HCM can have a highly variable course. Whereas the majority of patients remain stable during the follow-up, some experience adverse LV remodeling with progressive reduction of systolic function (end-stage disease) [18]. In this setting cardiac imaging is pivotal for monitoring during follow-up. As shown by our group [19], of 101 patients affected by HCM and with long-term follow-up, the number of patients who evolve toward systolic or diastolic dysfunction is not negligible (28 and 16 %, respectively). Taking follow-up evaluation into consideration adds accuracy to the general prognostic assessment of the disease.

The outcome of HCM patients in end-stage disease is particularly severe, not only due to high rates of HF-related complications and mortality but because of a considerable incidence of SD [20]. Consequently, accurate and prompt diagnosis of this condition is important and can affect the general therapeutic management (possible indications to ICD, cardiac resynchronization therapy (CRT), heart transplantation).

Cardiac magnetic resonance (CMR) may add important information to the prognostic assessment of HCM patients. In particular, fibrosis, as assessed by late gadolinium enhancement (LGE), is hypothesized to be related to SD. Recent cross-sectional studies demonstrated a strong association between LGE and ventricular tachyarrhythmias on ambulatory Holter electrocardiography (ECG) [21–23]. Adabag et al. [24] found that LGE was an independent risk factor for ventricular arrhythmias and conferred a 7.3-fold [95 % confidence interval (CI) 2.6–20.4; p < 0.0001] increased relative risk (RR) of nonsustained ventricular tachycardia (VT), a potential risk factor for SD in HCM. O’Hanlon et al. [21] examined the significance of fibrosis detected by LGE-CMR for predicting major clinical events. Cox proportional hazards modeling revealed the amount of fibrosis to be a significant independent predictor of the primary composite endpoint (cardiovascular death, unplanned cardiovascular hospitalization, sustained VT, ventricular fibrillation, appropriate ICD discharge). Todiere et al. [25] analyzed a cohort of 55 HCM patients with two CMR at an interval of 719 ± 410 days, focusing on LGE progression rate during follow-up. The majority of patients showed a progressive increase in LGE over time, and patients with worsened NYHA functional class presented higher a LGE increase.

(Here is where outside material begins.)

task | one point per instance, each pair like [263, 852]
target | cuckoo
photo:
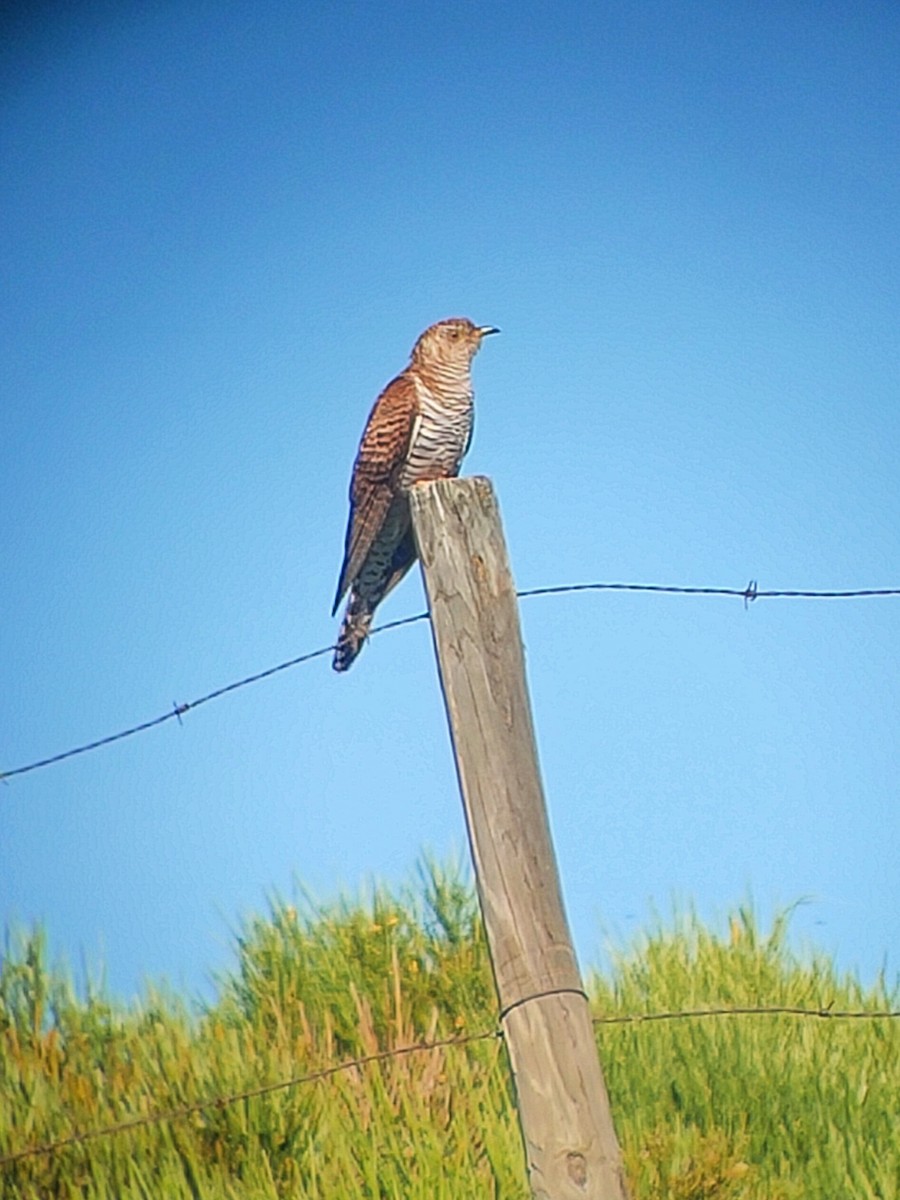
[419, 429]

Whereas LGE has been identified as a marker of adverse prognosis [22], to date, there is a lack of robust evidence about its role as a predictor of SD in HCM. As a result, recommendations for primary prevention ICDs should not be based solely on the presence of LGE in individual patients. In the most recent HCM guidelines, LGE is classified as an arbitrator, useful in SD prognostic stratification in cases in which the indication for ICD implantation is not clear from conventional risk factors. Another point of discussion regards the extent and site of LGE and the relationship with clinical outcome. In fact, the majority of follow-up studies considered only the presence of LGE rather than its characteristics.

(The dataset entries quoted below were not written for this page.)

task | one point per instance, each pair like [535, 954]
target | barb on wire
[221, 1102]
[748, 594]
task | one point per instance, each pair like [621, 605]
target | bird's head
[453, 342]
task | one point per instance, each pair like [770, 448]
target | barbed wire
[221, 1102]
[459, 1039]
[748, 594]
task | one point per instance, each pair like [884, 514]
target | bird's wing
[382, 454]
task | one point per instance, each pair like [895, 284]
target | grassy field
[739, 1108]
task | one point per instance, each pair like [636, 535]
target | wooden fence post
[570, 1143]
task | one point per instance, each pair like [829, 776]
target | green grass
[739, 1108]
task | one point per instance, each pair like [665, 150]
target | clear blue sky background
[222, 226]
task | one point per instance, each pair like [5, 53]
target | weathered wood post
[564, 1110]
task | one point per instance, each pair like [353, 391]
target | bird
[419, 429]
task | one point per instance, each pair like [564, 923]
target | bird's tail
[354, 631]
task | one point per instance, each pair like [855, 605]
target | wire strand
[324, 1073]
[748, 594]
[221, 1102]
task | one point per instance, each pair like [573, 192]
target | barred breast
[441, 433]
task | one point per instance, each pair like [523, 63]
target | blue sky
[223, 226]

Microvascular dysfunction is a common feature of HCM, and positron emission tomography (PET) is a reliable method by which to assess it [26]. Cecchi et al. [27], in a PET study of 51 HCM patients, demonstrated that the degree of microvascular dysfunction, assessed using myocardial blood flow values after dipyridamole infusion, is a strong, independent predictor of clinical deterioration and death. Moreover, Olivotto et al. [28] reported severe microvascular dysfunction as being a potent long-term predictor of adverse LV remodeling and systolic dysfunction in HCM, which is thus is a potential target for preventing disease progression and HF in HCM.